Consumers didn’t benefit from creation of fourth wireless carrier, says study

OTTAWA – Consumers were on the losing end of a gamble by the former Conservative government when it sought to create more competition in the wireless market by interfering in it, says a new report released Thursday.

And researchers at the Montreal Economic Institute say the country’s telecom regulator can learn from that failed policy by backing away from calls to interfere in the broadband Internet marketplace.

The report, titled “The State of Competition in Canada’s Telecommunications Industry,” says the sell-off of broadband spectrum last year that resulted in the takeover of Wind Mobile by Shaw Communications created “phoney” competition and will likely result in higher — not lower — wireless prices.

John Lawford of the Public Interest Advocacy Centre calls the study findings “misguided” and contrary to multiple voices heard at recent public hearings hosted by the country’s telecom regulator.

Many service providers told the Canadian Radio-television and Telecommunications Commission last month that installing broadband infrastructure in isolated communities where small numbers of people reside is a money-losing venture — and will be for the foreseeable future.

Waiting for those service providers to act on their own doesn’t make sense, said Lawford.

“If there’s no business case, I don’t see how competition or whatever they’re proposing is going to solve this no matter how long you wait,” he said.

The chairman of the CRTC expressed disappointment at the hearings that Internet access and affordability received little attention in last fall’s federal election campaign.

In calling on the government and the telecom industry to develop a “national broadband strategy,” Jean-Pierre Blais also noted that broadband funding announced in the March budget didn’t “appear to be tied to a clear policy on broadband and its deployment in Canada.”

But the MEI researchers note that 96 per cent of Canadian households already have access to download speeds of 5 Mbps in 2014 and more than 75 per cent subscribe to providers offering even faster service.

“In this context, it is superfluous for the CRTC to try to duplicate what market players are already doing by imposing new regulations and taxing telecom company revenues to fund more broadband infrastructure rollout,” said Masse.

“Soon, all Canadians will be able to connect to the Internet at very high speeds,” said co-author Paul Beaudry. “And this is not because of any comprehensive national strategy devised by civil servants in Ottawa; it is because of competitive pressure on companies that need to adapt to consumer demand and attract more customers by offering faster broadband services at affordable prices.”

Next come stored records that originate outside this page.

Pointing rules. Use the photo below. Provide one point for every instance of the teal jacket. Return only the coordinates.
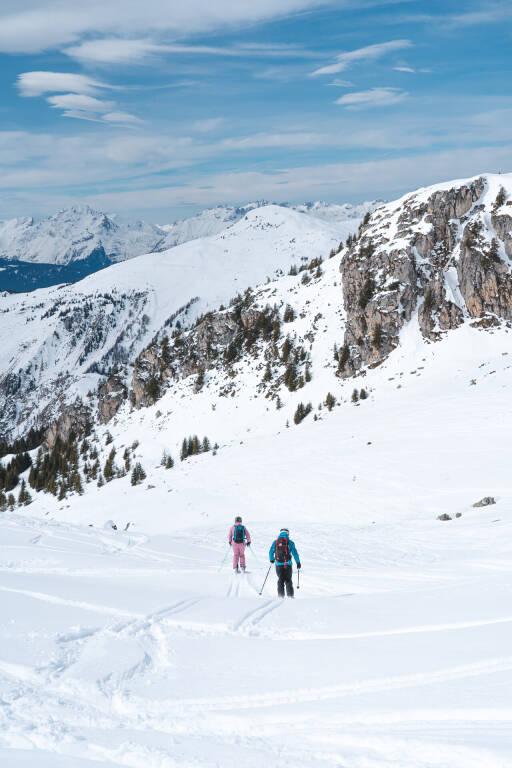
(291, 547)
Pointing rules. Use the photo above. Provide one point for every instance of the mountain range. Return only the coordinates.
(78, 241)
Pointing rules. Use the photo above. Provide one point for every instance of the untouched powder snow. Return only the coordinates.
(55, 338)
(138, 646)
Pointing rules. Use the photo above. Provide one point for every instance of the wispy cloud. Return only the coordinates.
(78, 96)
(374, 97)
(368, 53)
(40, 83)
(115, 50)
(29, 26)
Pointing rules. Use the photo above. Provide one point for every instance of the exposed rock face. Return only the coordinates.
(111, 395)
(73, 420)
(215, 340)
(442, 255)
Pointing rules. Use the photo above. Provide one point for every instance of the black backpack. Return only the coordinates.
(239, 534)
(282, 549)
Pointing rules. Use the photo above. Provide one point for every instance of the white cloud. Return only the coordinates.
(121, 118)
(80, 102)
(208, 125)
(28, 26)
(368, 53)
(76, 95)
(374, 97)
(115, 50)
(40, 83)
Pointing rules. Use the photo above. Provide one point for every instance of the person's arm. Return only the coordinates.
(295, 554)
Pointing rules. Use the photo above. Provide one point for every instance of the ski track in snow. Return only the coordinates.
(188, 677)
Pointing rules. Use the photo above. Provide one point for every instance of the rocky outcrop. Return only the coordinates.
(74, 421)
(216, 340)
(111, 394)
(432, 256)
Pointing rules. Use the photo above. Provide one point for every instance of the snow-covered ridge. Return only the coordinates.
(57, 343)
(74, 234)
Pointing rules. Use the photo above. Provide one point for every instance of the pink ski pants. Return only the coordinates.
(238, 554)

The Tories under former prime minister Stephen Harper touted the wireless spectrum sale as a way to create a viable fourth national wireless carrier.

That, they said, would create more competition and cut consumers a break on their cellphone bills.

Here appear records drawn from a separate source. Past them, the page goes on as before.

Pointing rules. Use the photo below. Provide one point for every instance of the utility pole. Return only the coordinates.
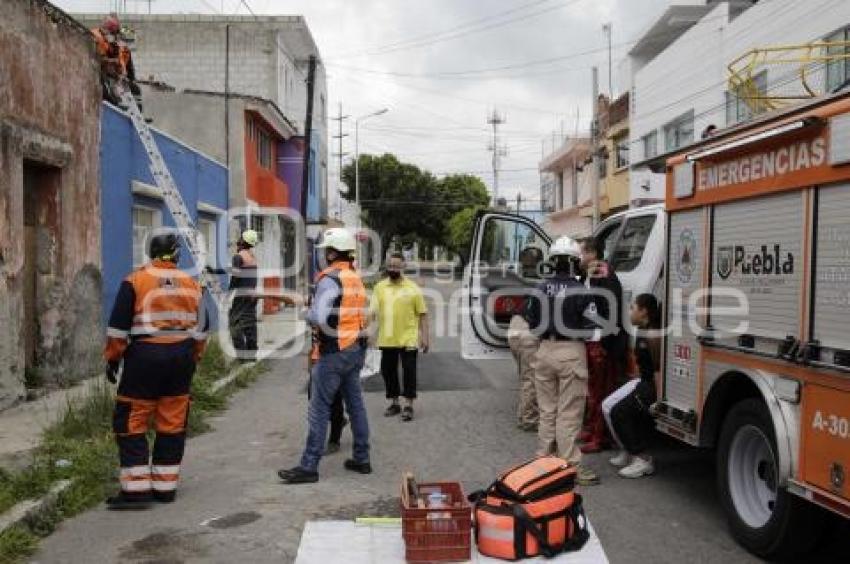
(308, 134)
(496, 119)
(608, 29)
(594, 139)
(340, 155)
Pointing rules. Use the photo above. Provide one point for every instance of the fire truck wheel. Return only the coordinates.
(763, 517)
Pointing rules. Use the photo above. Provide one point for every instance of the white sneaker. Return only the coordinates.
(623, 458)
(638, 467)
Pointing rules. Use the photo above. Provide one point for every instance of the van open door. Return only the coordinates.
(506, 259)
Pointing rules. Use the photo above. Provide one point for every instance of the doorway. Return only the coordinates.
(41, 254)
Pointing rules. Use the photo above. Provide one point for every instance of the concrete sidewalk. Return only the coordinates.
(22, 426)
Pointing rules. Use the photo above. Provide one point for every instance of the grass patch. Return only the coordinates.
(80, 447)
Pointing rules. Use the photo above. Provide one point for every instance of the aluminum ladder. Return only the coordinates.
(173, 200)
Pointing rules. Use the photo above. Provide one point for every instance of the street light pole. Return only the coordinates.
(357, 161)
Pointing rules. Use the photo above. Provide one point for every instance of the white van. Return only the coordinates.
(634, 246)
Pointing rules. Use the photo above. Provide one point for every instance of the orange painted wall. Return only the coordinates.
(263, 186)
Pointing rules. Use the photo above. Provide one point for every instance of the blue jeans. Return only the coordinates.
(337, 371)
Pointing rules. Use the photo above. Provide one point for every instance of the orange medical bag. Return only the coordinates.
(530, 510)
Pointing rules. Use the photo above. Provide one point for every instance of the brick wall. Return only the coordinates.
(49, 136)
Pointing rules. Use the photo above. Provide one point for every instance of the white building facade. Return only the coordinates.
(680, 75)
(262, 56)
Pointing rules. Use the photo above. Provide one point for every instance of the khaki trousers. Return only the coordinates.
(523, 346)
(560, 377)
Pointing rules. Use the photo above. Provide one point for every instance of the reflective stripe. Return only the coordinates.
(161, 486)
(495, 533)
(165, 316)
(116, 333)
(136, 485)
(135, 471)
(148, 330)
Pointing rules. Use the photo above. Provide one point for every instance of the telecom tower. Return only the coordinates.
(496, 119)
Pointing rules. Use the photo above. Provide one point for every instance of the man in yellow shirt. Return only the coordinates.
(402, 319)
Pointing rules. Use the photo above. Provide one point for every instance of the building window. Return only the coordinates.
(145, 221)
(838, 65)
(650, 144)
(739, 105)
(679, 132)
(621, 152)
(209, 231)
(262, 143)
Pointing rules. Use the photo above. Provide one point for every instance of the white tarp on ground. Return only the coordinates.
(328, 542)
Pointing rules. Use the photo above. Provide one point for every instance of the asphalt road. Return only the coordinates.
(232, 508)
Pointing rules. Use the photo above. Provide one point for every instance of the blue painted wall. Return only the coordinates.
(123, 160)
(314, 199)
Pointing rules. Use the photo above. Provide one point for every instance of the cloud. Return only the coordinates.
(438, 120)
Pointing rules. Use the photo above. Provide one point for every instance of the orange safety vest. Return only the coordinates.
(167, 309)
(104, 48)
(348, 319)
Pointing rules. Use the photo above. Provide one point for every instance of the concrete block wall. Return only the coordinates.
(49, 137)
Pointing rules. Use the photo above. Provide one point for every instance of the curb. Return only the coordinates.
(30, 508)
(233, 375)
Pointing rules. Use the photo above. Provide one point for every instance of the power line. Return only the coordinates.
(520, 65)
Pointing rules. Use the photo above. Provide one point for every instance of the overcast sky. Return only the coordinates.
(431, 63)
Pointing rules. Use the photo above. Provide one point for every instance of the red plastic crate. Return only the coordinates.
(440, 534)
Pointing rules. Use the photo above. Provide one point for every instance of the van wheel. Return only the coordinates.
(763, 517)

It was a populist move that fed off a perceived sentiment of consumer outrage over some of the highest cellphone rates in the industrialized world.

But the study authors say the creation of that fourth player through Shaw’s $1.6-billion takeover of Wind last December means the company will have to invest hundreds of millions of dollars in equipment upgrades, with an expected increase in Wind mobile rates to pay for it.

“By insisting on the benefits of a fourth wireless player, the previous federal government went against a worldwide trend of consolidation in the wireless sector and embraced a static view of competition,” said the report.

“Can we have a sensible policy of not encouraging phoney competition but encouraging real competition?” asked study co-author Martin Masse, who sees the sale this week of Manitoba’s MTS to BCE as a prime example of how true market-driven competition should work.

Despite that province’s loss of a major wireless service provider — and analysts who predict higher smart phone rates as a result — Masse said Manitobans may actually benefit from better service and stable, if not lower, pricing.

The MEI report notes that Canadians are among the highest users of tablets and smartphones in the industrialized world and enjoy some of the most advanced wireless networks.

It adds the prices they pay for wireless services remain higher than in most European countries but lower than in the United States or Japan.

So far, the federal Liberal government has been hesitant to say anything regarding its broadband policy, other than to pledge investments to get telecom infrastructure built in places that currently don’t have access to high-speed Internet.